Credit unions may not be paying attention to consumer financial protection “as closely as warranted,” National Credit Union Administration Chairman Todd Harper said yesterday. Speaking at an industry event, Harper called for a dedicated NCUA program to supervise consumer financial protection compliance.
“The NCUA must create a dedicated program to supervise for compliance with consumer financial protection and fair lending laws. In doing so, we will better protect consumers’ interests, ensure that the credit union system lives up to its commitment to serve members, and provide a comparable level of consumer protection oversight as federal bank regulators,” said Harper.
In quality control reviews of examination reports, the NCUA observed weaknesses in credit unions’ compliance management systems, Harper said, adding that “if left unchecked, issues such as deficient recordkeeping, or inadequate training, or weak internal review or audit processes could lead to heightened risks.”

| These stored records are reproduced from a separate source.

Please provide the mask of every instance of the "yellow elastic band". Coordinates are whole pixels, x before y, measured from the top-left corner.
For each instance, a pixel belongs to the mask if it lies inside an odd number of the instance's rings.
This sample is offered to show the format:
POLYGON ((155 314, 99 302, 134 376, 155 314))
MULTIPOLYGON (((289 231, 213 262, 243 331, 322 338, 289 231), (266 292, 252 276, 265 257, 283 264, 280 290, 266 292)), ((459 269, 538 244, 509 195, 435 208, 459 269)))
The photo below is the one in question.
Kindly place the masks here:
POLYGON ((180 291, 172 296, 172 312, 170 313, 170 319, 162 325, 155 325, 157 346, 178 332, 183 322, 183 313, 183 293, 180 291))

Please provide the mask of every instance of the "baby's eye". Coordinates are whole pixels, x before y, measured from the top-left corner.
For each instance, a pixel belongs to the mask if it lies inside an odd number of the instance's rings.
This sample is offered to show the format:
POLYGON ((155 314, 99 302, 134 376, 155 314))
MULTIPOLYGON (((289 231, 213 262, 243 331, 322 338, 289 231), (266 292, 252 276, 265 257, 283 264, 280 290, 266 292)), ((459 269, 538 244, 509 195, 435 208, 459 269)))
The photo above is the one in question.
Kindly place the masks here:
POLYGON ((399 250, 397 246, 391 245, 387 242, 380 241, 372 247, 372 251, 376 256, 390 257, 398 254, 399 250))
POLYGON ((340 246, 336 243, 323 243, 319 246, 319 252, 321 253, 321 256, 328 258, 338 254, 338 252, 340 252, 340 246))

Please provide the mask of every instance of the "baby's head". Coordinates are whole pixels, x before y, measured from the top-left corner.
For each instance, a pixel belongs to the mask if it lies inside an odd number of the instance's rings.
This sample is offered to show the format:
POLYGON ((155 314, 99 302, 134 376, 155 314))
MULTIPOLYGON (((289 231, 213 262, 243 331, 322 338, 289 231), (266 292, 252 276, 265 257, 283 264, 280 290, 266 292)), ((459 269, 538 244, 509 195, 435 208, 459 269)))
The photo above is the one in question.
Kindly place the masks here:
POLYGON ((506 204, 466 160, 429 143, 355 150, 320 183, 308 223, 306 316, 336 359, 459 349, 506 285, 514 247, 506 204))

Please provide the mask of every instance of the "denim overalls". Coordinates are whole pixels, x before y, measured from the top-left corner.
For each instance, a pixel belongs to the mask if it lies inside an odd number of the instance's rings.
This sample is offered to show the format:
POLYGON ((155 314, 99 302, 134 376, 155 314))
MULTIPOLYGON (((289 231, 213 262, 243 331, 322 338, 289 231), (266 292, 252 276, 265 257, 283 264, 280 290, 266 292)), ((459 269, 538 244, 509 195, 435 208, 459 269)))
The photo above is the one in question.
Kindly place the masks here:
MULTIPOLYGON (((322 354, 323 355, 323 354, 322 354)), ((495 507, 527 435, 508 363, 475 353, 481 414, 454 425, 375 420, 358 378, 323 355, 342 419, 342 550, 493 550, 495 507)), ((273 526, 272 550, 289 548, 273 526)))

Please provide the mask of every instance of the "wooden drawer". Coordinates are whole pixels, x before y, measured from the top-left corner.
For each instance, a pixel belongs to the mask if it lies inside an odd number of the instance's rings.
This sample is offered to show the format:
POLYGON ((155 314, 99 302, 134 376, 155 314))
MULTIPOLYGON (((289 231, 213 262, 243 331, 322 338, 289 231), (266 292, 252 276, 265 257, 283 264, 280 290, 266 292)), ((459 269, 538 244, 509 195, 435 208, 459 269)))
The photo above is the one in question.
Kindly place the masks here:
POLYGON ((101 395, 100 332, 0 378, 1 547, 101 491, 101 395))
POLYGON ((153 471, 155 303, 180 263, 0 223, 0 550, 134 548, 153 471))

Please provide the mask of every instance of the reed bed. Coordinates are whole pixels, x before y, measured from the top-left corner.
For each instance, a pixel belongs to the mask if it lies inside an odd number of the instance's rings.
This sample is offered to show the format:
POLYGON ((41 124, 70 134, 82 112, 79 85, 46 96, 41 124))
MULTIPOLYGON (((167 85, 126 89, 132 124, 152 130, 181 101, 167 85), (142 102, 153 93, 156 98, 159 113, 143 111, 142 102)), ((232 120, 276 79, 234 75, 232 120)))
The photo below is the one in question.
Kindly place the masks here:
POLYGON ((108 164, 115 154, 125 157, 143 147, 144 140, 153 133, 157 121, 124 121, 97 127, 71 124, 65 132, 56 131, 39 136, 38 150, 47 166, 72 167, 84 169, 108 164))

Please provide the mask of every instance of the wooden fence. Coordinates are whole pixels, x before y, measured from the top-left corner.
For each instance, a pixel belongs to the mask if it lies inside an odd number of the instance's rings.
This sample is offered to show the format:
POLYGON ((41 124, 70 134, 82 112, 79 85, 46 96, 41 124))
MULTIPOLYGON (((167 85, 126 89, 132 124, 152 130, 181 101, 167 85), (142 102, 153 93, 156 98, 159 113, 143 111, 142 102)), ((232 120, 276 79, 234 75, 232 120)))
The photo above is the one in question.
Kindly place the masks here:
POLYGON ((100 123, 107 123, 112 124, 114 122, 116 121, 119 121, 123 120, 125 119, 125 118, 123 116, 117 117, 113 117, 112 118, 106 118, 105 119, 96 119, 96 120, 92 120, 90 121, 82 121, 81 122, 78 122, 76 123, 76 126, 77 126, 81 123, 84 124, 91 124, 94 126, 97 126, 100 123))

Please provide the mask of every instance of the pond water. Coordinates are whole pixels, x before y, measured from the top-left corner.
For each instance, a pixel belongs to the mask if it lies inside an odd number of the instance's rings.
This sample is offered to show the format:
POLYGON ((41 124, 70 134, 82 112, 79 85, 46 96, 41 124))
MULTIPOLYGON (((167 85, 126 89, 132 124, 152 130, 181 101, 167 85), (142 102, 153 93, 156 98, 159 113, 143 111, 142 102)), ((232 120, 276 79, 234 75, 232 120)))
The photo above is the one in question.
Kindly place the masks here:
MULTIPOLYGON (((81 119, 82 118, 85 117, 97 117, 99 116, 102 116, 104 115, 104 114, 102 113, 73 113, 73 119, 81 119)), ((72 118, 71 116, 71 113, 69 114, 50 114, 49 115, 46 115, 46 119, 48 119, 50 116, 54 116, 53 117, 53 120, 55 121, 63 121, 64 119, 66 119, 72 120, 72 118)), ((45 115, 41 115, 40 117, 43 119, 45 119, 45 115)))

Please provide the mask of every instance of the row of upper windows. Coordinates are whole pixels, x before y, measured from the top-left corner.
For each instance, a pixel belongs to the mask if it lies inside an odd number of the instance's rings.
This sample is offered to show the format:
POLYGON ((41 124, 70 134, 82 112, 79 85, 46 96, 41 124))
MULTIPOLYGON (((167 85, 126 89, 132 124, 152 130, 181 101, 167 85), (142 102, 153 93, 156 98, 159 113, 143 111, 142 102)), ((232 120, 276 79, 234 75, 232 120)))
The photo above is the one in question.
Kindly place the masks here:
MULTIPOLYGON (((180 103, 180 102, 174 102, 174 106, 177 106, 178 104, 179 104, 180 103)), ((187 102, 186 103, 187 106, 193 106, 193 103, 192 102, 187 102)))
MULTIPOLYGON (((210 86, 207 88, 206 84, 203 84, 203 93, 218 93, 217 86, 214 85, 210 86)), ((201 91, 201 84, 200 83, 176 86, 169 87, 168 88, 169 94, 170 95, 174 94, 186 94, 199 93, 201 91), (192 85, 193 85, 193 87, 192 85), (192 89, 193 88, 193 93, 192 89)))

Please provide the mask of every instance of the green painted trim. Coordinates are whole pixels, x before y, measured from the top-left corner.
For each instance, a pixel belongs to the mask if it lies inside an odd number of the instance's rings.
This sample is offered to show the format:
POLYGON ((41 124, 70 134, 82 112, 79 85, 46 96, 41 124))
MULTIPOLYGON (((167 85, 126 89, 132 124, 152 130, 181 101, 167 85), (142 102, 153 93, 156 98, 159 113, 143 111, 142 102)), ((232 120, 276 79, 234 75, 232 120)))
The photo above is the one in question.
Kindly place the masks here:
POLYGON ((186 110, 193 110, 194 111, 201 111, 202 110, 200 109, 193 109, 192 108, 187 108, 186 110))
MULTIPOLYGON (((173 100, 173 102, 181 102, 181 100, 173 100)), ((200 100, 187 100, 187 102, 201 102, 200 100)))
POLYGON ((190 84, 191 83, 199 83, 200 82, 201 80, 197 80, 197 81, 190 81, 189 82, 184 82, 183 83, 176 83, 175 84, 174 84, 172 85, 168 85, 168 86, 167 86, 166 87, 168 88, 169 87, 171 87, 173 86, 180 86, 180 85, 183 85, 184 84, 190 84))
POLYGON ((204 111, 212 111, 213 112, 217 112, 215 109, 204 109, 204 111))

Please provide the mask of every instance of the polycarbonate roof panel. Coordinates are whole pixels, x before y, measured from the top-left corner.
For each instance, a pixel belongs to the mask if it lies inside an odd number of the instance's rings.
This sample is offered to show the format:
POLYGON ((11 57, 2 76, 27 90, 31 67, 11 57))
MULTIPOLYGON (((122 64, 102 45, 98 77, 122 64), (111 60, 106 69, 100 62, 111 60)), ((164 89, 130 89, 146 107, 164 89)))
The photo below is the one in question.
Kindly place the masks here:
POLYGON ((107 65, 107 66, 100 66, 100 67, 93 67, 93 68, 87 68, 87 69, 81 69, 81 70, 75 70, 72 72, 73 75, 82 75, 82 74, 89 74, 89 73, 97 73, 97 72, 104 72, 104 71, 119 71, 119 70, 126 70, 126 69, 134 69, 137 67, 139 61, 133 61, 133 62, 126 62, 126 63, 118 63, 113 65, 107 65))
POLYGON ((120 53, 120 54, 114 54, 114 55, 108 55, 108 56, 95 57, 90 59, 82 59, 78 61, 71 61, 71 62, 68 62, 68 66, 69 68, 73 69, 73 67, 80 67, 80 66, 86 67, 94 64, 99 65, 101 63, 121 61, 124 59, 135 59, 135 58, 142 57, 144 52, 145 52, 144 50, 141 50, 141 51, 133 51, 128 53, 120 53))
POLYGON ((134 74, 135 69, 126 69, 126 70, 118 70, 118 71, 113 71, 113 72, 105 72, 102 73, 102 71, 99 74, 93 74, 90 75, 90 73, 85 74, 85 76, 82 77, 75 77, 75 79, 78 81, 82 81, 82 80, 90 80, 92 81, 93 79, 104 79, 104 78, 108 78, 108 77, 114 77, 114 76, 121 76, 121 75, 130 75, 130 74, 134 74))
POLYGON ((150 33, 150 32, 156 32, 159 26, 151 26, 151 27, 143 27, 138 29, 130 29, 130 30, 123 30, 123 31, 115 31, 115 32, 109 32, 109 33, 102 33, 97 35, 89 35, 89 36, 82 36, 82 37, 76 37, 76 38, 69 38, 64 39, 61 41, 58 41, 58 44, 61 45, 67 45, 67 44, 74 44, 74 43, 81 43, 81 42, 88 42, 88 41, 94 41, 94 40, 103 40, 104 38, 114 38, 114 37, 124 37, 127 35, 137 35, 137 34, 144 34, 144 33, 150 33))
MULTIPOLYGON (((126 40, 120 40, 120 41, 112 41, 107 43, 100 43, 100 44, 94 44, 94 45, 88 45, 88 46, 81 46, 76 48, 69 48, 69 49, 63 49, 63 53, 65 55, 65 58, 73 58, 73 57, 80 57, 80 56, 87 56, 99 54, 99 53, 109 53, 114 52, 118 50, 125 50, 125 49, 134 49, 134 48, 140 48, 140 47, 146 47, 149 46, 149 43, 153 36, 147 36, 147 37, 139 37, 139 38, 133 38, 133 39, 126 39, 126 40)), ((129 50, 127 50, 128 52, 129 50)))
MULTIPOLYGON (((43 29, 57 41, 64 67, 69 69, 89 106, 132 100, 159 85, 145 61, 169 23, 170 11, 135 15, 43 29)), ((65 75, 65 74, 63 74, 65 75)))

NCUA observed shortfalls in compliance with the Fair Credit Reporting Act, potentially affecting the credit scores of consumers, Harper said, as well as Electronic Fund Transfer Act issues that may have prevented consumers from understanding their accounts and may have led to expensive fees. NCUA also flagged Truth in Lending Act compliance problems where credit unions did not provide complete and accurate disclosures to their members or correctly calculate the finance charge for certain consumer loans.